Uma memória longínqua de um passado enterrado.
O embate de duas forças semelhantes fez ambas recuarem.
Nunca considerou que essa encarnação fosse adversária a altura, mas ela provou ser mais persistente do que previu. Nada etéreo a sustentava, exceto a energia vital condensada cuja natureza demoníaca atribuiu aos gêmeos — eles compartilharam suas auras com Diva, para restituir a alma estilhaçada. Ainda que fosse inferior no aspecto espiritual, mantinha aparentemente os poderes e o preparo físico para rivalizar em uma luta corpo-a-corpo. Arya possuía vantagem, independente de quantos oponentes se encarregaria de eliminar.
— Eu vim pegar o que me pertence — Diva proferiu, determinada.
— Te pertence? Quanta prepotência — cuspiu, ácida. — É a minha alma. Minha reencarnação. Minha vida.
Nenhum deles ousou arriscar um ataque direto contra a guerreira, talvez reavaliando as opções disponíveis. Impaciente com o lento desenrolar dos acontecimentos, convocou pequenos espíritos para distrair os gêmeos enquanto cuidava de Diva. Precisava da parte da alma que voltara para ela e retomar seus plenos poderes, a presença da outra casca a inquietou. Surgiu um bom número de contornos nebulosos, todos brancos diáfanos como manchas amorfas em um quadro negro, mesmo após o chamado de Arya, não assumiram formas humanas, optando por se deslocarem como serpentes no ar — fios que rodopiavam ao redor dos mestiços.
Eles se prenderam aos dois meio-demônios, drenando suas vitalidades e, como uma rede sem fio, transferindo para sua mestre, que conforme adquiriram mais suporte com a fraqueza dos gêmeos, ficavam mais fortes e resistentes. Vergil moveu Yamato com intuito de parti-los, porém não adiantou muito. Dante atirou intocáveis vezes nas imateriais criaturas, sem também obter sucesso em destrui-las. Diva disparou múltiplas flechas energéticas contra as serpentes anímicas que vaporizaram. O corte abrupto do fluxo de energia fez Arya ficar irritada, mesmo tendo absorvido uma grande quantidade sentiu a necessidade de mais, de tomar até a última gota da essência deles.
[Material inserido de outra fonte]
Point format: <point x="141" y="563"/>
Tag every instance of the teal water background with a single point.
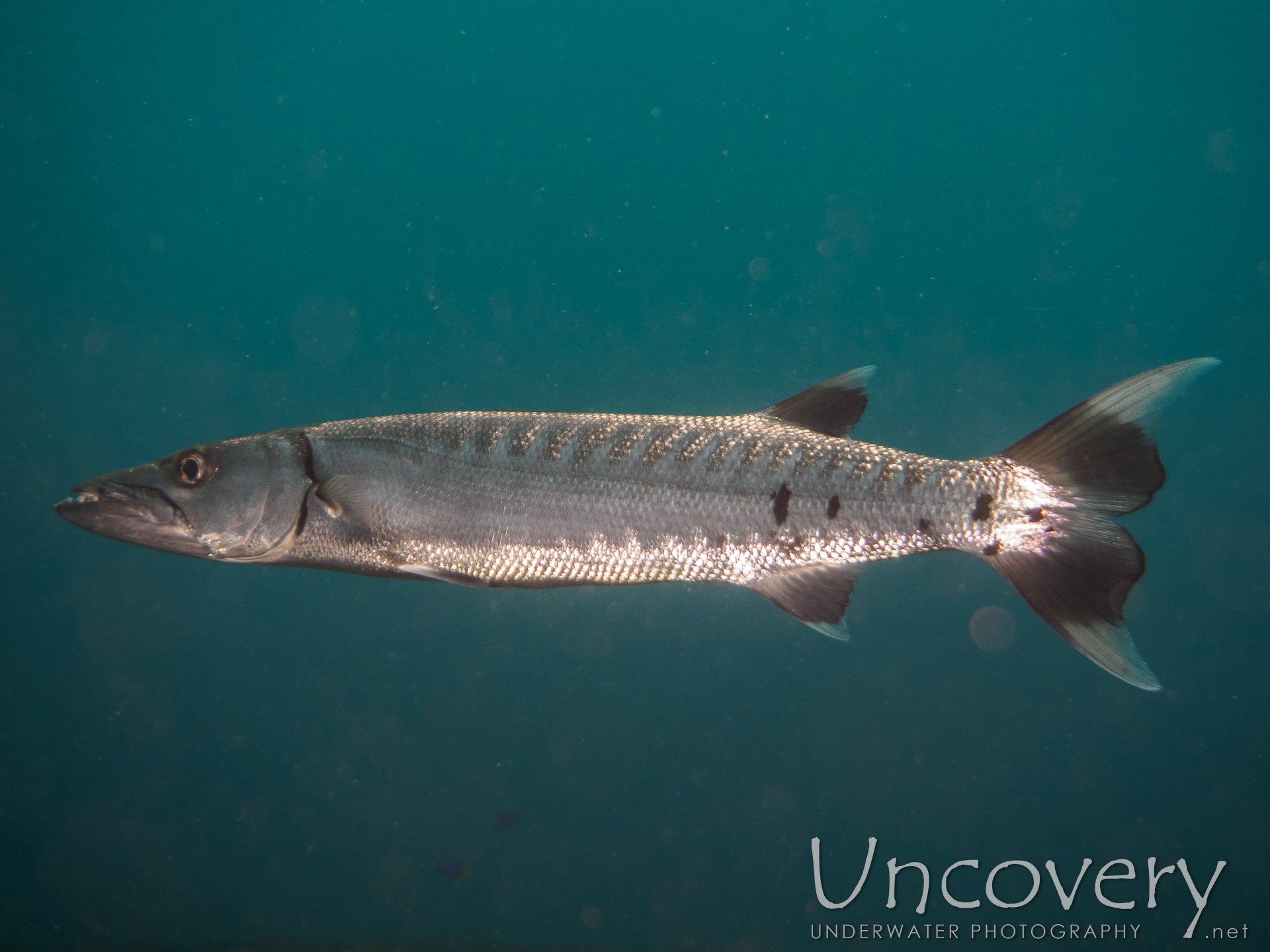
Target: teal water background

Várias flechas pulsando em um dourado fraco entraram em seu espaço pessoal, anunciando as infrutíferas tentativas de Diva de lhe infringir algum dano. Ela mal conseguia focar com precisão o alvo, a ausência de consciência parecia ter pesado. Diva estava sucumbindo a exaustão por gastado mais que suas reservas limitadas podiam suprir. Arya andou calmamente até ela, pronta para roubar o pouco da energia restante. No entanto, fora recebida por um sopro truculento, uma rajada de ar cortante que dispersou flores e folhas criando pequenos redemoinhos. Era óbvio que um dos mestiços — no caso Vergil — viesse no socorro dela, por consequência, sentiu o mais novo avançar para golpeá-la em um ponto cego, desviando com elegância. Não temeu as investidas deles, muito menos, com a movimentação mais devagar e pouco fluída. Eles não recuperaram-se dos espíritos parasitas e, certamente, demoraria para tal.
— Isso não é suficiente.
Engasgou atordoada. Um súbito e desconfortável ininterrupto tumulto de sentimentos a desequilibrou, obrigando-a a curvar o corpo para recuperar do susto.
— O que? — tossiu, tendo dificuldade ao inspirar.
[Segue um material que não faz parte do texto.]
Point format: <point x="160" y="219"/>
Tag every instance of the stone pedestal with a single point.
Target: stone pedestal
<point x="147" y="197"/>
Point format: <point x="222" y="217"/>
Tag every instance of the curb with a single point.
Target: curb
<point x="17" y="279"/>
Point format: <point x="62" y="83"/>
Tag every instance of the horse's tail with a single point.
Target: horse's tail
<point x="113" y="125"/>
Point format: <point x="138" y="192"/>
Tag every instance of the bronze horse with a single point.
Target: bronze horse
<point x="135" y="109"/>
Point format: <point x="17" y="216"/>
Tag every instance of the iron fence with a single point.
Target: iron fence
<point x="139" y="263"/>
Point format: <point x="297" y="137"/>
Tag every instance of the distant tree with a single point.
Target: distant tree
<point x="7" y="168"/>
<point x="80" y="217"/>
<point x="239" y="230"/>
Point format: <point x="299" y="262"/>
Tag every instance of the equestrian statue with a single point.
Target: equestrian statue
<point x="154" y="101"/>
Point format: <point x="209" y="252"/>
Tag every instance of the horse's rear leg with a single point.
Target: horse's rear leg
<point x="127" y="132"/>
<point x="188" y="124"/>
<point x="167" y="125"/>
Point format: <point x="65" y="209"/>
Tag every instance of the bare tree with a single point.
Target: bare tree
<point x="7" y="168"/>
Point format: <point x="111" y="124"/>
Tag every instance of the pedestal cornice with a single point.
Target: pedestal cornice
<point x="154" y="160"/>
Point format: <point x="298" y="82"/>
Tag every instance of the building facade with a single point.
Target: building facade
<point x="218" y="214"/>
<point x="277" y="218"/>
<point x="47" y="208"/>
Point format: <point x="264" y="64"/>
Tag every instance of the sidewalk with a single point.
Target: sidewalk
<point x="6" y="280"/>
Uma corrente potente de emoções percorreu-lhe em frenesi, martelando em sua cabeça e confundindo seus sentidos. A dor na região do peito a puxou com violência de volta a realidade: havia um ferimento profundo ali, o sangue vertia livremente, sujando suas roupas. Por mero instinto, tocou o local e constatou que fora justamente o mesmo que deu fim a sua vida. Há séculos, ao realizar todo o procedimento de selamento, tinha sido quase impedida quando Sebastian atravessou seu peito — um evento traumático que, literalmente, arrancou o coração. Foi em um ato desesperado que usou a si mesma como a última tranca para aprisioná-lo. Ela estava viva, mas essa memória a fez reviver os segundos finais. Aquela ferida aberta nada mais era uma alusão ao passado.
O estigma do seu ódio.
Pressionou a mão ainda ali em busca de algo que desse um pouco de tranquilidade a seu espírito atormentado: os batimentos cardíacos. Queria assegurar que apesar do sangue e a dor fantasma não existia nada para se preocupar.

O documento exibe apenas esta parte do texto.